Guna menekan laju inflasi di Kota Singkawang, Tim Pengendali Inflasi Daerah (TPID) Kota Singkawang telah menyelenggarakan Rapat Koordinaasi (Rakor) Perkembangan Indeks Harga Konsumen/Inflasi Kota Singkawang, Rabu (2/11) lalu di Ruang Rapat Dinas Perindustrian Perdagangan Koperasi dan UKM Kota Singkawang.
Rapat dipimpin Plt. Asisten Perekonomian Pembangunan Sekretariat daerah Kota Singkawang Hendryan, dan dihadiri anggota TPID Kota Singkawang yang terdiri dari unsur Bank Indonesia, Bulog, BPS Kota Singkawang, serta SKPD terkait di Lingkungan Pemerintah Kota Singkawang.
Hendryan mengatakan tujuan rakor ini untuk mengetahui dan menganalisa penyebab tingginya inflasi di Kota Singkawang.

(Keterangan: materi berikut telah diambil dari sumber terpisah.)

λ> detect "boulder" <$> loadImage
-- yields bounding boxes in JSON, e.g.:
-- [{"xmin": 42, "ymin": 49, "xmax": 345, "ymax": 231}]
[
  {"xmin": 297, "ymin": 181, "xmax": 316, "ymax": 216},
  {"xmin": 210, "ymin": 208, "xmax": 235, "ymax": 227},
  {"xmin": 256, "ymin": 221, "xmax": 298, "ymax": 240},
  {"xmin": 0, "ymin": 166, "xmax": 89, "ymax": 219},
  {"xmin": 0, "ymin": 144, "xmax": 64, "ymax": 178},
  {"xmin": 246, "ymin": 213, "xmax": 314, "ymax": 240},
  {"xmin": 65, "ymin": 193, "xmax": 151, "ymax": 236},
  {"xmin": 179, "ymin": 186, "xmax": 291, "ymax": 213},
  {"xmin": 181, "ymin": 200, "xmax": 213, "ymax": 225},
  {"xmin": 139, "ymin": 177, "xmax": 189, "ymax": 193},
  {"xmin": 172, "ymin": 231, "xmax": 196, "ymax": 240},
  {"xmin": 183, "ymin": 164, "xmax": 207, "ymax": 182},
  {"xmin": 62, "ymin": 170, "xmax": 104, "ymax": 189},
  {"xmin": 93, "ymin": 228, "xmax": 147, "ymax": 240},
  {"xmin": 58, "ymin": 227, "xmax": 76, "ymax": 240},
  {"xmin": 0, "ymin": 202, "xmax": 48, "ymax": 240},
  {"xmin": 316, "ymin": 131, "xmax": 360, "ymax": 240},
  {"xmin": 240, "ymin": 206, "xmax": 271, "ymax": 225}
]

Menurut Hendryan, Kota Singkawang termasuk salah satu daerah dengan inflasi yang sangat tinggi, dengan adanya Tim Pengendali Inflasi Daerah (TPID) Kota Singkawang yang dibentuk melalui SK Walikota Nomor 132 Tahun 2011. Memiliki tugas antara lain mengevaluasi sumber-sumber dan potensi tekanan inflasi, melakukan pemantauan harga komoditas strategis, melakukan pengendalian harga komoditas, merumuskan pelaksanakaan dan evaluasi langkah strategis dalam rangka pengendalian inflasi, memberi masukan kepada Walikota sebagai bahan pertimbangan dalam pengambilan kebijakan mengenai langkah-langkah dalam menghadapi laju inflasi daerah.
Lebih lanjut dikatakannya, rumusan yang dihasilkan dari rakor tersebut akan dibawa ke rakor Pengelolaan Inflasi Daerah Tingkat Regional yang akan diselenggarakan di Banjar Masin Kalimantan Selatan, 9 sd 11 November 2011.
Dalam rakor tersebut, Kepala BPS Kota Singkawang, M. Yani memberi masukan tentang analisa dan solusi dalam menekan tingginya inflasi di Kota Singkawang.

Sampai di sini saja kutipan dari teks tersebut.